Pengacara kemudian menanyakan mengenai konsekuensi hukum, jika perkara itu tidak masuk kategori tertangkap tangan namun dikonstruksikan sebagai tertangkap tangan, Chairul menjawab hal tersebut tergantung dari barang buktinya.
"Persoalan yang paling krusial adalah status barang buktinya. Orang yang tertangkap tangan beserta barang buktinya diserahkan kepada penyidik. Menurut KUHAP, menjadi kewajiban hakim untuk menilai keabsahan barang bukti, yaitu originalitas, otentisitas, dan keabsahan," tuturnya.
Sementara, barang bukti yang tidak sah, kata dia, tidak boleh digunakan dalam pembuktian atau dasar penangkapan seseorang, dan harus kembali mengacu kepada KUHAP.
3. Hakim diminta pertimbangan soal barang bukti

Sementara itu, ahli perdata Y. Sogar Simamora menyampaikan majelis hakim perlu menilai keabsahan perjanjian pinjam-meminjam serta proses pengadaan barang dan jasa yang menjadi objek perkara.
Menurutnya, apabila tidak ditemukan hubungan yang kuat antara transaksi pinjaman uang dengan proses pengadaan barang dan jasa, maka unsur suap harus dibuktikan secara cermat.

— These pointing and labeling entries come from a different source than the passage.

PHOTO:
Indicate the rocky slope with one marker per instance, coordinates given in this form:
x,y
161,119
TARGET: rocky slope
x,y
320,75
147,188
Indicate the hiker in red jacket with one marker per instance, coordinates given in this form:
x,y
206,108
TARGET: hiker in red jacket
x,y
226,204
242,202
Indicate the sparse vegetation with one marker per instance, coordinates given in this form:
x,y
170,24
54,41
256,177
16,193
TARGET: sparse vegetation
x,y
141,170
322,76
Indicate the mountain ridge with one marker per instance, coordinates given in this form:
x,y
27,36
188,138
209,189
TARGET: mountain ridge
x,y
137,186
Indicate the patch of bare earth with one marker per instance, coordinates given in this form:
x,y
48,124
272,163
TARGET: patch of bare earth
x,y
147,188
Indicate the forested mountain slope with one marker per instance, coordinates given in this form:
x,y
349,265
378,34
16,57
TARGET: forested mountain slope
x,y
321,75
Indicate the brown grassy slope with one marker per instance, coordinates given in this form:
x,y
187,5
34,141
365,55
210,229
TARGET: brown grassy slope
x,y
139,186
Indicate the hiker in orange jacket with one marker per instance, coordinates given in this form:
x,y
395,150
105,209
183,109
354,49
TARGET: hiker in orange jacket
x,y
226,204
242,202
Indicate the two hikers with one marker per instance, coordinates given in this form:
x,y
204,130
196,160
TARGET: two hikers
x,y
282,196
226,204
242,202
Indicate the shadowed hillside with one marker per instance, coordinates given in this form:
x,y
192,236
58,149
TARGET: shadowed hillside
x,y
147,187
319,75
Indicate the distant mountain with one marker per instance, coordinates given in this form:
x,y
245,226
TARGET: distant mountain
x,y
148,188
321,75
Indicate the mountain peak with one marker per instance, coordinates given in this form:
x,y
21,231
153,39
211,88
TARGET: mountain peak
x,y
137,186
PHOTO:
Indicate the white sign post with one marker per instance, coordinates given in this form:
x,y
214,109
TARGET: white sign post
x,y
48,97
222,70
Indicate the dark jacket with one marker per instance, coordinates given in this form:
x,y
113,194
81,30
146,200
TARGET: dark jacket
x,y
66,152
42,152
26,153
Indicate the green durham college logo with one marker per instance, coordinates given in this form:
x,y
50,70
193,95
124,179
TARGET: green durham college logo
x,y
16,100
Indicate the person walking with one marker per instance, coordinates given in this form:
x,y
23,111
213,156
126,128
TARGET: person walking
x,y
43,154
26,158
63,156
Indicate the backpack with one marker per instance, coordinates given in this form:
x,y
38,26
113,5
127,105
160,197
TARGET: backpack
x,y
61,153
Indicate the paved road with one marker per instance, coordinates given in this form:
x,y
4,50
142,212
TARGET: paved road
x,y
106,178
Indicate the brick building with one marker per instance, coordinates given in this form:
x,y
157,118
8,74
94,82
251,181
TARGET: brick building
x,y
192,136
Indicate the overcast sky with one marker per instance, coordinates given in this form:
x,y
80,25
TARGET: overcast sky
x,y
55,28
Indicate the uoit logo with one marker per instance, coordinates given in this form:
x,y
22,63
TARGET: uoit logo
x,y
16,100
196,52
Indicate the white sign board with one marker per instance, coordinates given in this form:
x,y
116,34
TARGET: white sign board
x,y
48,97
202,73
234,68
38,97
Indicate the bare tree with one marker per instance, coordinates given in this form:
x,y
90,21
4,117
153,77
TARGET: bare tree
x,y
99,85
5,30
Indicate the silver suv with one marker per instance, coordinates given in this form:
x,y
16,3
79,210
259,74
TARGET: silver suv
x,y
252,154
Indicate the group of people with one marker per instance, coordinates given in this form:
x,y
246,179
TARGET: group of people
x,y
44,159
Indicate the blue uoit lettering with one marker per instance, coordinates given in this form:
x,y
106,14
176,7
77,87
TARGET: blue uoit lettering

"Majelis harus menilai keabsahan perjanjian pinjam-meminjam uang dan keabsahan pengadaan barang dan jasa. Kalau tidak ada hubungan yang kuat atau strong connection antara pinjam-meminjam di satu sisi dengan pengadaan barang dan jasa di sisi lain, berarti tidak terbukti adanya suap," ujar Sogar.
Berdasarkan keterangan ahli, Kuasa hukum Ade Kuswara Kunang, I Wayan Suka Wirawan mengatakan, barang bukti yang diamankan oleh KPK untuk menjerat kliennya ada kekeliruan, dan itu bisa dinyatakan tidak sah.
"Kedua ahli menyampaikan bahwa semua alat bukti yang diperoleh dengan cara melawan hukum adalah tidak sah dan tidak bisa digunakan untuk menghukum para terdakwa," ujar Wayan.
Selain itu, Wayan menyatakan para ahli juga menilai Ade Kuswara Kunang maupun H.M. Kunang tidak memiliki kewenangan hukum terkait pengaturan proyek di lingkungan Pemerintah Kabupaten Bekasi.
"Orang yang tidak memiliki kewenangan tidak mungkin berwenang memberikan perintah. Karena itu, tuduhan mengenai adanya perintah pengaturan proyek menurut ahli tidak memenuhi syarat sebagai suatu perintah dalam perspektif hukum," katanya.